DiffusersTutorials

Paper Reading

发布日期: 2023-09-20

更新日期: 2023-09-20

文章字数: 1.8k

阅读时长: 10 分

阅读次数:

Diffusers Tutorials

code https://github.com/huggingface/diffusers

Introduction

Diffusers是一个能够生成图像、语音、三维分子结构，且包含SOTA扩散模型的训练、推理工具箱
features
- DiffusionPipeline 是一个高级端到端类，旨在从预训练的扩散模型中快速生成用于推理的样本。
- SOTA预训练模型架构和模块，可用作创建扩散模型的构件。
- 许多不同的调度器算法可控制如何在训练中添加噪声，以及如何在推理过程中生成去噪图像。

Installation

$ pip install --upgrade diffusers[torch]
# OR
$ conda install -c conda-forge diffusers

# uncomment to install the necessary libraries in Colab
# pip install --upgrade diffusers accelerate transformers

Quickstart

model hub https://huggingface.co/models?library=diffusers&sort=downloads

DiffusionPipeline

支持的部分任务

Task	Description	Pipeline
Unconditional Image Generation	generate an image from Gaussian noise	unconditional_image_generation
Text-Guided Image Generation	generate an image given a text prompt	conditional_image_generation
Text-Guided Image-to-Image Translation	adapt an image guided by a text prompt	img2img
Text-Guided Image-Inpainting	fill the masked part of an image given the image, the mask and a text prompt	inpaint
Text-Guided Depth-to-Image Translation	adapt parts of an image guided by a text prompt while preserving structure via depth estimation

from diffusers import DiffusionPipeline

from diffusers import DiffusionPipeline
import torch

pipeline = DiffusionPipeline.from_pretrained("runwayml/stable-diffusion-v1-5", torch_dtype=torch.float16)
pipeline.to("cuda")
image = pipeline("An image of a squirrel in Picasso style").images[0]
image.save("image_of_squirrel_painting.png")

Swapping schedulers

from diffusers import EulerDiscreteScheduler

pipeline = DiffusionPipeline.from_pretrained("runwayml/stable-diffusion-v1-5", use_safetensors=True)
pipeline.scheduler = EulerDiscreteScheduler.from_config(pipeline.scheduler.config)

Models

from diffusers import UNet2DModel
import torch

# load model
repo_id = "google/ddpm-cat-256"
model = UNet2DModel.from_pretrained(repo_id, use_safetensors=True)
model.config

# noise as input
torch.manual_seed(0)
noisy_sample = torch.randn(1, model.config.in_channels, model.config.sample_size, model.config.sample_size)
noisy_sample.shape

# inference
with torch.no_grad():
    noisy_residual = model(sample=noisy_sample, timestep=2).sample

Schedulers

调度程序会根据模型的输出结果（在本例中，模型输出结果就是噪声残差），将噪声样本转换为噪声较小的样本。
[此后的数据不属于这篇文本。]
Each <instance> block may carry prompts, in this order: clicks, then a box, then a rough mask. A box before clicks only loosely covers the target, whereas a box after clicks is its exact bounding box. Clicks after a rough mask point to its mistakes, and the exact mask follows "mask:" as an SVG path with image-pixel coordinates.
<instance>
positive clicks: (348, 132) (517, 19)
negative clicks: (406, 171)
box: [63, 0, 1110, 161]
from diffusers import DDPMScheduler

scheduler = DDPMScheduler.from_config(repo_id)
scheduler

less_noisy_sample = scheduler.step(model_output=noisy_residual, timestep=2, sample=noisy_sample).prev_sample
less_noisy_sample.shape

现在创建一个去噪循环，预测噪声较小样本的残差，并使用调度程序计算噪声较小的样本：

import tqdm
import PIL.Image
import numpy as np


def display_sample(sample, i):
    image_processed = sample.cpu().permute(0, 2, 3, 1)
    image_processed = (image_processed + 1.0) * 127.5
    image_processed = image_processed.numpy().astype(np.uint8)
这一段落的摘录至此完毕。